Allerdings hat Sayers ihr noch ein paar Attribute mitgegeben, die zu haben
sie sich gewünscht hätte: einen Ehemann, der sie akzeptierte,
und physische Attraktivität.
Eine Charakterisierung, die der Richter über Harriet abgibt, könnte
in weiten Teilen auf Dorothy L. Sayers bezogen werden:
„‘She is a young woman of great ability, brought up on strictly religious principle, through no fault of her own was left, at the age of twenty-three, to make her own way in the world. Since that time - and she is now twenty-nine years old - she has worked industriously to keep herself, and it´s very much to her credit that she has, by her own exertions, made her self independent in a legitimate way, owing nothing to anybody and accepting help from no one.’"

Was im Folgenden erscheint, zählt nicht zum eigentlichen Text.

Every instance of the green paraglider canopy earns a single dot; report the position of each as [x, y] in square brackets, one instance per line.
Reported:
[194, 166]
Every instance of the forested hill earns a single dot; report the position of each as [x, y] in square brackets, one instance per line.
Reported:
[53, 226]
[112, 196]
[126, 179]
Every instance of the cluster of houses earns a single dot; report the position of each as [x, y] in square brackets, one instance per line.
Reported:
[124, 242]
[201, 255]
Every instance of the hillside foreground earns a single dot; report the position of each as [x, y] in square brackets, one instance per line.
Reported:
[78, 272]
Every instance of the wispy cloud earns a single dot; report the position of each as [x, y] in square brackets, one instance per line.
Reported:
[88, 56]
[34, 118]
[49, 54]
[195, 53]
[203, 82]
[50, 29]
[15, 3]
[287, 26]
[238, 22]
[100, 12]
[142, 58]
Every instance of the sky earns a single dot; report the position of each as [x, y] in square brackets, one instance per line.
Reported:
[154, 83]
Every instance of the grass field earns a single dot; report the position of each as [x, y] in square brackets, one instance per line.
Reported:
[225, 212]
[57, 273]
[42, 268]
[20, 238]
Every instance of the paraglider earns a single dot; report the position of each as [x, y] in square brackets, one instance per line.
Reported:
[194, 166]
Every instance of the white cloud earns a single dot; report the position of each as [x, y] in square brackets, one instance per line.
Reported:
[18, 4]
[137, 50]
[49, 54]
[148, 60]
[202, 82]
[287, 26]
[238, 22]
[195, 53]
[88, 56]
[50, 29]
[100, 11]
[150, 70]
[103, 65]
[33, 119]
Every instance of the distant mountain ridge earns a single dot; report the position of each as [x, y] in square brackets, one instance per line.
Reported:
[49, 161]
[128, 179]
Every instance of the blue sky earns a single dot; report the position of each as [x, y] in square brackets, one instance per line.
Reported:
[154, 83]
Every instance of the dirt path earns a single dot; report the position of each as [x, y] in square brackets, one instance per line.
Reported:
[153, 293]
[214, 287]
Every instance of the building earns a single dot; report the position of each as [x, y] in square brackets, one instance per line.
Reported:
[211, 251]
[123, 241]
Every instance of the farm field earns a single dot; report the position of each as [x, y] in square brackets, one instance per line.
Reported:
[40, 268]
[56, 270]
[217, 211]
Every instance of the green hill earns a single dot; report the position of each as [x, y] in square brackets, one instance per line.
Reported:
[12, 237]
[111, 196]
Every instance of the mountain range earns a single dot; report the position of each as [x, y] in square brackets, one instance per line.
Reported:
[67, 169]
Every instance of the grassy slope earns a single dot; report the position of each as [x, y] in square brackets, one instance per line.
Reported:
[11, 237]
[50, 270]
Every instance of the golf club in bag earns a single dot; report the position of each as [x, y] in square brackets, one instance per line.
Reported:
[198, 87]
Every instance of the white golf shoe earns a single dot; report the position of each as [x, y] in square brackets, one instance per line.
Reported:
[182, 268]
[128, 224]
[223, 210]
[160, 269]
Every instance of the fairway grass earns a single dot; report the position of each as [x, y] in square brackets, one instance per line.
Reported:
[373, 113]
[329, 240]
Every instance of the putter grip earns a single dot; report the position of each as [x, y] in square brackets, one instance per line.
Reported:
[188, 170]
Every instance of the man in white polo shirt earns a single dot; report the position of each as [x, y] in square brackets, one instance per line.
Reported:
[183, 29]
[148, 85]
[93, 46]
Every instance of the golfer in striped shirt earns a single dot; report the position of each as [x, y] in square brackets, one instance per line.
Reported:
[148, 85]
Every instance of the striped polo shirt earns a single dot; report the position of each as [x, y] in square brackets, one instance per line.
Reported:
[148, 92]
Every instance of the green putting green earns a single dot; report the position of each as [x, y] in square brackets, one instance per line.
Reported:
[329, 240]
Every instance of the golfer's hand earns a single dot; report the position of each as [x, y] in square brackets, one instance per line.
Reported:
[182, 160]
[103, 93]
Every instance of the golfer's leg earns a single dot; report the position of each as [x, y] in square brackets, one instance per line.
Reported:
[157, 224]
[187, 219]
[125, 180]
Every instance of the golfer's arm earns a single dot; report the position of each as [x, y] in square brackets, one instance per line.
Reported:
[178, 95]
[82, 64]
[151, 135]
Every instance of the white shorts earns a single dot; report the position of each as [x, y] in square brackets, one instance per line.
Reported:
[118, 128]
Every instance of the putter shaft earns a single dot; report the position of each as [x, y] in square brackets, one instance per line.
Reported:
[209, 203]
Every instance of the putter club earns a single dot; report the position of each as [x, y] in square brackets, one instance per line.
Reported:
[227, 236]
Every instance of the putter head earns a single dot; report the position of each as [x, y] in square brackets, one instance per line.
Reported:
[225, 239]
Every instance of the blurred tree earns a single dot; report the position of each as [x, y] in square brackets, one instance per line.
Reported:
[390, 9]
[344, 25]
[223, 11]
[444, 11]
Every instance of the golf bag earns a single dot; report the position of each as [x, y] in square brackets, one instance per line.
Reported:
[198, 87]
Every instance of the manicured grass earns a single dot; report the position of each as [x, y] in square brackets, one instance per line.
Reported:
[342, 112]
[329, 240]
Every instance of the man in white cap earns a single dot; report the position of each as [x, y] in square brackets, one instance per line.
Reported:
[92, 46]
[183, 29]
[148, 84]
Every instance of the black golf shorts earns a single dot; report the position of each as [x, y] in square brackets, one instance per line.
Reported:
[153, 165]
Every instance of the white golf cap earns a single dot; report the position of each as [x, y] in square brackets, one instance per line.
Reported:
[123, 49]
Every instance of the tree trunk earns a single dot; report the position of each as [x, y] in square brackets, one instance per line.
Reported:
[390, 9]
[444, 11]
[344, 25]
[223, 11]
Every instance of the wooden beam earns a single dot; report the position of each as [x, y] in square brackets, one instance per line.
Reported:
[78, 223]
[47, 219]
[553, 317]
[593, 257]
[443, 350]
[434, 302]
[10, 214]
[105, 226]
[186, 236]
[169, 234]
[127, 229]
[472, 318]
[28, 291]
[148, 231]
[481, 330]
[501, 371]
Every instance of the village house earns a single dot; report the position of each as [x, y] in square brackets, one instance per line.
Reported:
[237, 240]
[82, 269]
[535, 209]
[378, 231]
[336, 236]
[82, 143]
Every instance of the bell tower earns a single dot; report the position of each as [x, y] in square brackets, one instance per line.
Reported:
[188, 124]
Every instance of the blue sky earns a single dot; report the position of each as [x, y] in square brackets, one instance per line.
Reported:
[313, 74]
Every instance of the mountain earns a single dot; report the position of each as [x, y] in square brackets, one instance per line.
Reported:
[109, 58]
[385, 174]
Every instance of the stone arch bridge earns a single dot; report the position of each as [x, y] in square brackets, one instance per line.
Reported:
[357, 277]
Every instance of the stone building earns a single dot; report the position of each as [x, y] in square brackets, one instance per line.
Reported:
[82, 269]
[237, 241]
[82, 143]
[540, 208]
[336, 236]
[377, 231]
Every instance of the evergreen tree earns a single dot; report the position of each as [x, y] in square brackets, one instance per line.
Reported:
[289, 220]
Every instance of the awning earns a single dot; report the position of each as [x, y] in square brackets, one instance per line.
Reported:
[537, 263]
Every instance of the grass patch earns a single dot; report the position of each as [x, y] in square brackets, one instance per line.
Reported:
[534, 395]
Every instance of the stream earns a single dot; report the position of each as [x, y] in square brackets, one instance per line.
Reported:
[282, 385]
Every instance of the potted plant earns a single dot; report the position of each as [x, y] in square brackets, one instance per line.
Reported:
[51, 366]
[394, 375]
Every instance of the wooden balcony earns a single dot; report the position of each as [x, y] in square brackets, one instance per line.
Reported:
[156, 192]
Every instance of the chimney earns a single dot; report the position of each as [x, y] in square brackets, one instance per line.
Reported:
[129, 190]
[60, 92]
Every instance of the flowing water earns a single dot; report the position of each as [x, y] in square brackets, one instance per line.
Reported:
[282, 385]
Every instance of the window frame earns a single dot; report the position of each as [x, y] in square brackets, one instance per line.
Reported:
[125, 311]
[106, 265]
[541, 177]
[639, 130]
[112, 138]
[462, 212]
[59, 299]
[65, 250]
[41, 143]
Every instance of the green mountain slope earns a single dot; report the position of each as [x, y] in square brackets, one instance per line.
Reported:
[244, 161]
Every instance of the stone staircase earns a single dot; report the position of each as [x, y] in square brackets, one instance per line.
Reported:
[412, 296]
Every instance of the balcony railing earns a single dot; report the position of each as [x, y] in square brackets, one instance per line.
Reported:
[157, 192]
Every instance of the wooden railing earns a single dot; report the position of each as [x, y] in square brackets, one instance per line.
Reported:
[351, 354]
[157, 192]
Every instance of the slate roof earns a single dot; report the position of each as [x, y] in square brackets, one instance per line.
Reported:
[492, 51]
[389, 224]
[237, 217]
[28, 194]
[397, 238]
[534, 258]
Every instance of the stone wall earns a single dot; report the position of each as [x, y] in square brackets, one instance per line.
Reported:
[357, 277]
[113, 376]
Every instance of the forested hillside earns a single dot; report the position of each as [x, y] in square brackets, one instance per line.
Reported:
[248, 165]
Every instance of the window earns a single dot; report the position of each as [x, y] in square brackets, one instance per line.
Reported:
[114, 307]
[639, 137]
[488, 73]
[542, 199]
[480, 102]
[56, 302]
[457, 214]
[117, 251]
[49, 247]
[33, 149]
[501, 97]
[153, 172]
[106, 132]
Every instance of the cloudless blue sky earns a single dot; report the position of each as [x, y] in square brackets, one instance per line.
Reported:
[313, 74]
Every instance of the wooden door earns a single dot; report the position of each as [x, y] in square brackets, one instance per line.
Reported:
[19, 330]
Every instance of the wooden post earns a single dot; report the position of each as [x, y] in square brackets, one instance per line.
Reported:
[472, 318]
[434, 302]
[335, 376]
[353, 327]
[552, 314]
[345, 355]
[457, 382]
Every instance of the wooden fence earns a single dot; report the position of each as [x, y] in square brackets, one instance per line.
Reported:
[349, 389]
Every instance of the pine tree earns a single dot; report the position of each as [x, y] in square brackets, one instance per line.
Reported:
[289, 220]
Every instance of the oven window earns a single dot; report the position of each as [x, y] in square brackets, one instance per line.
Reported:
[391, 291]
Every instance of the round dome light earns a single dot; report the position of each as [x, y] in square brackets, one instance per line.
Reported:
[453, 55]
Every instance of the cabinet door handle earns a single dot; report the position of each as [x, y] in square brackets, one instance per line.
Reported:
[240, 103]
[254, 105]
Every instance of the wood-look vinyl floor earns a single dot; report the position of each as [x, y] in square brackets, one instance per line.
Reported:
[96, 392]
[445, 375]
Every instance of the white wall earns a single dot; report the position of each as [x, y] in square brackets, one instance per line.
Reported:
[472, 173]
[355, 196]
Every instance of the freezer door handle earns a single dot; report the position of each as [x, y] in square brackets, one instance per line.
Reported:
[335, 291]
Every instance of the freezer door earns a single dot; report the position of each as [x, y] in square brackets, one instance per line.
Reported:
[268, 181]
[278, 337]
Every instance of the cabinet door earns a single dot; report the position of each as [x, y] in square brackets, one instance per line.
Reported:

Obwohl Sayers’ Eltern noch am Leben waren, als sie mit ihren Büchern
erfolgreich wurde, und sie auch zuvor in ihren Bemühungen moralisch
und finanziell unterstützt hatten, war Sayers doch immer bemüht,
ihren eigenen Weg zu gehen.
Dorothy L. Sayers erreicht, indem sie die Figur der Harriet Vane an
ihren eigenen Lebenslauf anlehnt, daß diese Figur lebendig wirkt.
Deutlich wird das besonders in Gaudy Night, wo Harriet Vane zum Spiegelbild
Sayers’ wird. Sayers hatte ihr Leben lang ein sehr persönliches Verhältnis
zu Oxford und eine Sehnsucht, dort ihrer Ausbildung entsprechend zu arbeiten.
Auch Harriet wünscht sich, durch wissenschaftliche Arbeit wieder die
richtigen Proportionen in ihrem Leben herstellen zu können und kleine
Unannehmlichkeiten wieder in die richtigen Relationen gerückt zu sehen.
Suerbaum schreibt über diese Technik, einen Charakter menschlicher
wirken zu lassen, und über Harriets Rolle in Gaudy Night:
„Die Autorin erreicht die Aufnahmefähigkeit des Romans für eigene Erfahrungen und Meinungen, indem sie das Bild der Heldin dem Selbstbild annähert. Harriet Vane vom Shrewsbury College ist wie Dorothy L. Sayers vom Somerville College eine Kriminalschriftstellerin mit literarischen Ambitionen, eine Frau mit Emanzipations-problemen und university woman mit höchstem Prädikat im Examen und mit bleibender Sehnsucht nach der akademischen Welt. Auf der Kriminalebene der Geschichte kann sie zunächst als Detektivin eine Hauptrolle spielen. Sie ist aber keine problematisierte und psychologisch komplizierte Version des typischen Kriminaldetektivs, weil sie kaum weiterkommt, und >real< angelegt ist. Sie ist emotional involviert, sie ist mit ihren eigenen Problemen beschäftigt, sie bleibt gegenüber den Mitgliedern des Senior Common Room in der Haltung der Kollegialität als Frau und Wissenschaftlerin und gegenüber den Bediensteten in der Haltung des Wohlwollens und der Fürsorge. Sie muß daher den Fall abgeben, sobald es ernst wird, und endet im Detektivspiel in der kläglichen Rolle des Helfers, der dem Großen Detektiv die Unterlagen liefert, aus denen der dann - ohne sie ins Vertrauen zu ziehen - die richtige, geniale Lösung entwickelt."
Harriet ist der emotionale Kontrapunkt zu Lord Peter Wimsey. Sie fühlt
mit den Opfern, bringt ihre Persönlichkeit in die Aktion der Handlung
mit ein. In den Fällen, bei denen Harriet Peter assistiert, spielen
Persönlichkeit und Gewissen eine Rolle für die Entwicklung der
Detektivgeschichte. Das war bis dahin untypisch für das Genre.